Anyway, the Yankees opened the 2012 season in Tropicana Field as well. That was the “intentionally walk Sean Rodriguez so Carlos Pena can hit a grand slam” game, not that it still irks me or anything. Not sure why there’s an off-day Monday — no chance of a rainout in a dome! — but there is one. Lame. The season starts with three games in Tampa, then after another off-day Thursday, the Yankees go to Baltimore for a three-game series before coming home for the first time. Next year’s home opener is Monday, April 10th, also against the Rays. Here’s the full 2017 schedule. Here are some highlights.

Interleague Play

As expected, the Yankees will play NL Central clubs during interleague play next year. It rotates divisions each year and the NL Central is due up. The Cardinals (April 14th to 16th), Brewers (July 7th to 9th), and Reds (July 25th and 26th) and are coming to visit Yankee Stadium while the Yankees will go out on the road for series against the Pirates (April 21st to 23rd), Cubs (May 5th to 7th), and Reds (May 8th and 9th).
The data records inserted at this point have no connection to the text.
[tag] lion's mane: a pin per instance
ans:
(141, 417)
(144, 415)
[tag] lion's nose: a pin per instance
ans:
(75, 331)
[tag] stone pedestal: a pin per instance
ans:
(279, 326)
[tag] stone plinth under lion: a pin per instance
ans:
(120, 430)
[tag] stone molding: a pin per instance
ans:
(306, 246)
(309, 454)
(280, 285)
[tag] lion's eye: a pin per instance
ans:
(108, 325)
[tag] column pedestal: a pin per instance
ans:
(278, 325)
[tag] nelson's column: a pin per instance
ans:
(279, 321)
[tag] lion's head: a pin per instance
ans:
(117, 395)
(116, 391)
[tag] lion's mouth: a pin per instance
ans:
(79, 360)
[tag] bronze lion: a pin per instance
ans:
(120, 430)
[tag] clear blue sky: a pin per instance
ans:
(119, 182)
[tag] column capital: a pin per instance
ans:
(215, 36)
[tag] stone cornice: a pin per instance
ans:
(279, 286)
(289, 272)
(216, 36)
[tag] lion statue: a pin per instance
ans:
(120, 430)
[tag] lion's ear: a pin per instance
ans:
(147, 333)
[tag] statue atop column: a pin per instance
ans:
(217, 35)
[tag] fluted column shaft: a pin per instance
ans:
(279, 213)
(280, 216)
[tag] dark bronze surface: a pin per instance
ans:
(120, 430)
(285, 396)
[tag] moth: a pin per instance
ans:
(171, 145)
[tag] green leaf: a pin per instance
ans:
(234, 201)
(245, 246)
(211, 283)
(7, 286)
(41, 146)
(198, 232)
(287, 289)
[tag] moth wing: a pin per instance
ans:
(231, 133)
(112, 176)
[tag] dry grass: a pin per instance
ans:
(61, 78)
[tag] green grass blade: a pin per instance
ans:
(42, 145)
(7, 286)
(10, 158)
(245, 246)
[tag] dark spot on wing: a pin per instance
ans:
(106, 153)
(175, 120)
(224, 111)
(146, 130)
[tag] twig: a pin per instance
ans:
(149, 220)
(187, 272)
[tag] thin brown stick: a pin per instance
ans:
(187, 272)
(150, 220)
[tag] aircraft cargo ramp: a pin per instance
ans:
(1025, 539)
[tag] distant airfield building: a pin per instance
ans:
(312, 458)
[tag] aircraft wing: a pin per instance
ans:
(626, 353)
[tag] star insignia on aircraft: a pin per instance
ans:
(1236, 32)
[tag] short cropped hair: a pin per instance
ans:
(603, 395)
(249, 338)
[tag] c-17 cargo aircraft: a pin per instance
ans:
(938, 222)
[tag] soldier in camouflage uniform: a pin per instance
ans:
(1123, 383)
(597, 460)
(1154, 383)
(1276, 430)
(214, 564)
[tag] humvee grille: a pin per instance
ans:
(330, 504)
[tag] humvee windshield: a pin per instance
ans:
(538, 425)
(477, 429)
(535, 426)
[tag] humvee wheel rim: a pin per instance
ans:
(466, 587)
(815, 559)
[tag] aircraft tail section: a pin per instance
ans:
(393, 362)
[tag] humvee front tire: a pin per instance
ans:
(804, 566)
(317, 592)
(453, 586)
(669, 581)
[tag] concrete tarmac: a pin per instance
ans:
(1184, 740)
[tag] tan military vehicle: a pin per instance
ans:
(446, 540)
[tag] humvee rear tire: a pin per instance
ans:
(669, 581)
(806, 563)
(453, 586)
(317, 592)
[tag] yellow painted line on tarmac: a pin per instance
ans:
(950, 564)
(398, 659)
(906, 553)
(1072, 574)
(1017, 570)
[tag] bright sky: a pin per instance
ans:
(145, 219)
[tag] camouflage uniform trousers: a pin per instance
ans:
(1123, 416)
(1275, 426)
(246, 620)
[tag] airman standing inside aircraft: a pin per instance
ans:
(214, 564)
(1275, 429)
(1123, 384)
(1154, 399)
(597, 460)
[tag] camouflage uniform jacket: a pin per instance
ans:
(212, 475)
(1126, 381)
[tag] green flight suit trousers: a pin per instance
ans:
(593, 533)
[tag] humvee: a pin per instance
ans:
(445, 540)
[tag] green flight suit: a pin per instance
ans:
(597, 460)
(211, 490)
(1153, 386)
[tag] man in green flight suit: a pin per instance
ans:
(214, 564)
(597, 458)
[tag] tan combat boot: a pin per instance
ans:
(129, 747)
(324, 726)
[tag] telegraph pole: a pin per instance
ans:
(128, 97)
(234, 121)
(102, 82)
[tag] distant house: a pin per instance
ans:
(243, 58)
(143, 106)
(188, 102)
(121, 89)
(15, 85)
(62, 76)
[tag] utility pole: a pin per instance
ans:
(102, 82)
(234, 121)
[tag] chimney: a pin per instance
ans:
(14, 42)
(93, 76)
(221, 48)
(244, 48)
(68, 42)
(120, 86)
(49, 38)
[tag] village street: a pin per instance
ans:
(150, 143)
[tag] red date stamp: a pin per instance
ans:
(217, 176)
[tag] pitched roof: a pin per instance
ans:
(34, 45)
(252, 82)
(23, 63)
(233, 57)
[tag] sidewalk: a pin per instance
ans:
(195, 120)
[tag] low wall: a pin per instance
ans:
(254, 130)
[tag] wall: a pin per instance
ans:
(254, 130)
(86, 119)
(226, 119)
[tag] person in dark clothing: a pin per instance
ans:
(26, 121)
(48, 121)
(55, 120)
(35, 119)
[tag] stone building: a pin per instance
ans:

Going to Wrigley Field will be fun. The Yankees were last there in 2014. I remember that because Dellin Betances struck out Anthony Rizzo with two breaking balls that hit him.

I’m guessing the 2017 Cubs will be a tad more formidable than the 89-loss Cubs team the Yankees faced in 2014. Too bad the Cubbies aren’t making a trip to Yankee Stadium next year. That would be really fun.

Subway Series

Yet again, the 2017 Subway Series will be a four-game home-and-home series. I hate that. I and I think most folks would prefer two three-game series. That way there will be a legitimate series winner — the Yankees and Mets split the four games this season, remember — and bragging rights will actually be on the line. Who doesn’t love that? Anyway, the Yankees will host the Mets at Yankee Stadium on August 14th and 15th before going to Citi Field on the 16th and 17th. That’s a Monday to Thursday.

West Coast Trips

All things considered, the Yankees have a really easy West Coast travel schedule next season. They’re only make two West Coast trips in 2017: a seven-gamer through Anaheim and Oakland from June 12th through the 18th, then a four-gamer in Seattle from July 20th to 23rd. The Yankees will go from Minnesota to Seattle for that series, so they won’t even have to sit through a long cross country flight. Nice work, schedule makers.

Final Homestand

For the second straight year and only the third time since 2006, the Yankees will close out the 2017 regular season at home in the Bronx. The final series of the season is a three-gamer against the Blue Jays at Yankee Stadium. Who knows what will be on the line that series. AL East title? Wildcard spot? Nothing? That’s a quick three-game homestand. The Yankees play their second-to-last series of the season in Tampa. All but six of their 28 September games are against AL East opponents. Three-game sets with the Rangers and Twins are the only exceptions. Lots and lots of intradivision games in September. Makes the races fun.